The two-seater, as it evolved during the war, had the pilot in the front cockpit with one or two fixed, synchronized machine guns firing between the propeller blades; the observer was in the rear cockpit with one or two flexibly mounted machine guns in addition to the camera, wireless, or other special equipment. A steady platform was required for photoreconnaissance and bomb aiming, which meant that the two-seater had to be relatively stable; yet a certain amount of speed and maneuverability were required to avoid destruction by the enemy. Good high-altitude performance was another desirable characteristic. The correct mix of these sometimes conflicting requirements and the technical means for accomplishing that mix presented difficult design problems. In the early years of the war, two-seaters were often considered to be easy prey for fighter aircraft; but as designs improved, they gave an increasingly good account of themselves in combat operations.

The development of the two-seater presents little of technical interest beyond what has already been discussed in the preceding sections on fighters and bombers. A large number of two-seat types were developed during the war, and a number of configuration concepts, including monoplanes, biplanes, triplanes, and quadruplanes were investigated. As in the case of the fighters and bombers, however, the biplane emerged as the best compromise, consistent with the existing state of technology, between the various conflicting requirements.

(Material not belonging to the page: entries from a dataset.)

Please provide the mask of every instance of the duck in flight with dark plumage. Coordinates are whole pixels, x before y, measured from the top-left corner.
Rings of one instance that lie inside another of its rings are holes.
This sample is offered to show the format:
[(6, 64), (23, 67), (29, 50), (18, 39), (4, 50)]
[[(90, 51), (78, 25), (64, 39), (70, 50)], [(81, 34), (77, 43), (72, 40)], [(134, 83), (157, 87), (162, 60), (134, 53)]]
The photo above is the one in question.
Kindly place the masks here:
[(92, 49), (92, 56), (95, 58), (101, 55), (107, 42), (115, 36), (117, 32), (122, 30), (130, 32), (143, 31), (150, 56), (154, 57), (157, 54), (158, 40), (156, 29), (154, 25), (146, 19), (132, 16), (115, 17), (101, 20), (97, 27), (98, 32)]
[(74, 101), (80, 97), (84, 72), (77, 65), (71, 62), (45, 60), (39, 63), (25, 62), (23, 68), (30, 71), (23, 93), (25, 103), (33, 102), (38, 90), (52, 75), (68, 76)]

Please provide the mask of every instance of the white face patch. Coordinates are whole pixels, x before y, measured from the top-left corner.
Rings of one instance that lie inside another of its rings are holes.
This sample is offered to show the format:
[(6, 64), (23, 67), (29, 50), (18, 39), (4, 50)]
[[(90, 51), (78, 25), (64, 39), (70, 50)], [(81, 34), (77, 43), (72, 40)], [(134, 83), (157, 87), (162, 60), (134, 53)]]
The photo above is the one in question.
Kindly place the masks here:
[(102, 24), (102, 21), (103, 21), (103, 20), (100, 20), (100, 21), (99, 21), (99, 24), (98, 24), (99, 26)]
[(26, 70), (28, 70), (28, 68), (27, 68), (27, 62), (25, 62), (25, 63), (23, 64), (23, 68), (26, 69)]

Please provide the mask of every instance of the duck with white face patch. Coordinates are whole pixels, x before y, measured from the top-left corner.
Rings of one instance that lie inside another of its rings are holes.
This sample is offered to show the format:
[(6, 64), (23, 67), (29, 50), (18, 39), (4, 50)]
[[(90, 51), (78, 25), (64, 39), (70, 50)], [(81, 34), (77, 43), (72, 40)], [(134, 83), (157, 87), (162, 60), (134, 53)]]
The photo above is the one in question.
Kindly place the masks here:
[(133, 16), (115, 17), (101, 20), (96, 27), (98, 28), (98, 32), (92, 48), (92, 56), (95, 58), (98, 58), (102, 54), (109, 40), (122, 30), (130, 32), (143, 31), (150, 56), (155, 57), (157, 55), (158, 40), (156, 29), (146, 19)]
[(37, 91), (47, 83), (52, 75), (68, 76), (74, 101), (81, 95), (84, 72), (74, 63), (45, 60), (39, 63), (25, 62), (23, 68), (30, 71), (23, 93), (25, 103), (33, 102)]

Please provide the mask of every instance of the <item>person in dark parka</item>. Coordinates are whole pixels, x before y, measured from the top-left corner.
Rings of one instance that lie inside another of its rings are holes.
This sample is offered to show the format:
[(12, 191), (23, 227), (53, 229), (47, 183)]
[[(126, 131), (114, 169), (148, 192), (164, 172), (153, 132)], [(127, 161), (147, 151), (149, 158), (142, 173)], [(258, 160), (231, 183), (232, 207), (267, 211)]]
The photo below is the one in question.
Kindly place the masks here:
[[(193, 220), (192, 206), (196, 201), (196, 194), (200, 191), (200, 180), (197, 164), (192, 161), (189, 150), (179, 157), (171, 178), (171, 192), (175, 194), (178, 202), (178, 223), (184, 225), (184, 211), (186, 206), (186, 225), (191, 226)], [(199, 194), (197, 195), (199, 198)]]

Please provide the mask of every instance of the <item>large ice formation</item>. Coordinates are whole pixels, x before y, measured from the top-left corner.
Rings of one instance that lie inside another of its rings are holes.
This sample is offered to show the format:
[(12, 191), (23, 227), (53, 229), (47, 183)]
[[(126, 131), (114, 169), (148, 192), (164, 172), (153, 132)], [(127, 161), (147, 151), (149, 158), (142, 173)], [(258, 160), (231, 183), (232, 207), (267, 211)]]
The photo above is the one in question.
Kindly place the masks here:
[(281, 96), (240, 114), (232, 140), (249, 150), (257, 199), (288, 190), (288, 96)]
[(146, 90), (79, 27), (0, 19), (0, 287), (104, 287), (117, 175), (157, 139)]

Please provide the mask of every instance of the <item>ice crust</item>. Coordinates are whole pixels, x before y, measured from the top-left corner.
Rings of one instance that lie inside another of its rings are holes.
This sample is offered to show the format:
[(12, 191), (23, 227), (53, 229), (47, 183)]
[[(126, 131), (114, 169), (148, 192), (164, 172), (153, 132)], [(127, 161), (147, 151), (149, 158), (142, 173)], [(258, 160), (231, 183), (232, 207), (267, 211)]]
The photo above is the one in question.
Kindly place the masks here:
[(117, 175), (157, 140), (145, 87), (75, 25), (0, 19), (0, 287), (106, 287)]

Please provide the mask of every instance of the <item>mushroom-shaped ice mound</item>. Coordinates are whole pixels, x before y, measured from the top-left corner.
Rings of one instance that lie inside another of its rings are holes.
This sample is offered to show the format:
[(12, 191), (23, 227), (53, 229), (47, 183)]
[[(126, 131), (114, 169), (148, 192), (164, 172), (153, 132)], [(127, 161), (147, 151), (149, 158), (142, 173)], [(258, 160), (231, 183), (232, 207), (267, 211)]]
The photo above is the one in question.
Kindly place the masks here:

A careful consideration of the salient features leading to maximum efficiency in aeroplanes—particularly in regard to speed and climb, which were the two most important military requirements—showed that a vital feature was the reduction in the amount of weight lifted per horse-power employed; which in 1914 averaged from 20 to 25 lbs. This was effected both by gradual increase in the power and size of the engines used and by great improvement in their detailed design (by increasing compression ratio and saving weight whenever possible); with the result that the motive power of single-seater aeroplanes rose from 80 and 100 horse-power in 1914 to an average of 200 to 300 horse-power, while the actual weight of the engine fell from 3-1/2-4 lbs. per horse-power to an average of 2-1/2 lbs. per horse-power. This meant that while a pre-war engine of 100 horse-power would weigh some 400 lbs., the 1918 engine developing three times the power would have less than double the weight. The result of this improvement was that a scout aeroplane at the time of the Armistice would have 1 horse-power for every 8 lbs. of weight lifted, compared with the 20 or 25 lbs. of its 1914 predecessors. This produced a considerable increase in the rate of climb, a good postwar machine being able to reach 10,000 feet in about 5 minutes and 20,000 feet in under half an hour. Although a speed of 126 miles per hour had been attained by a specially designed racing machine over a short distance in 1914, the average at that period little exceeded, if at all, 100 miles per hour; whereas in 1918 speeds of 130 miles per hour had become a commonplace.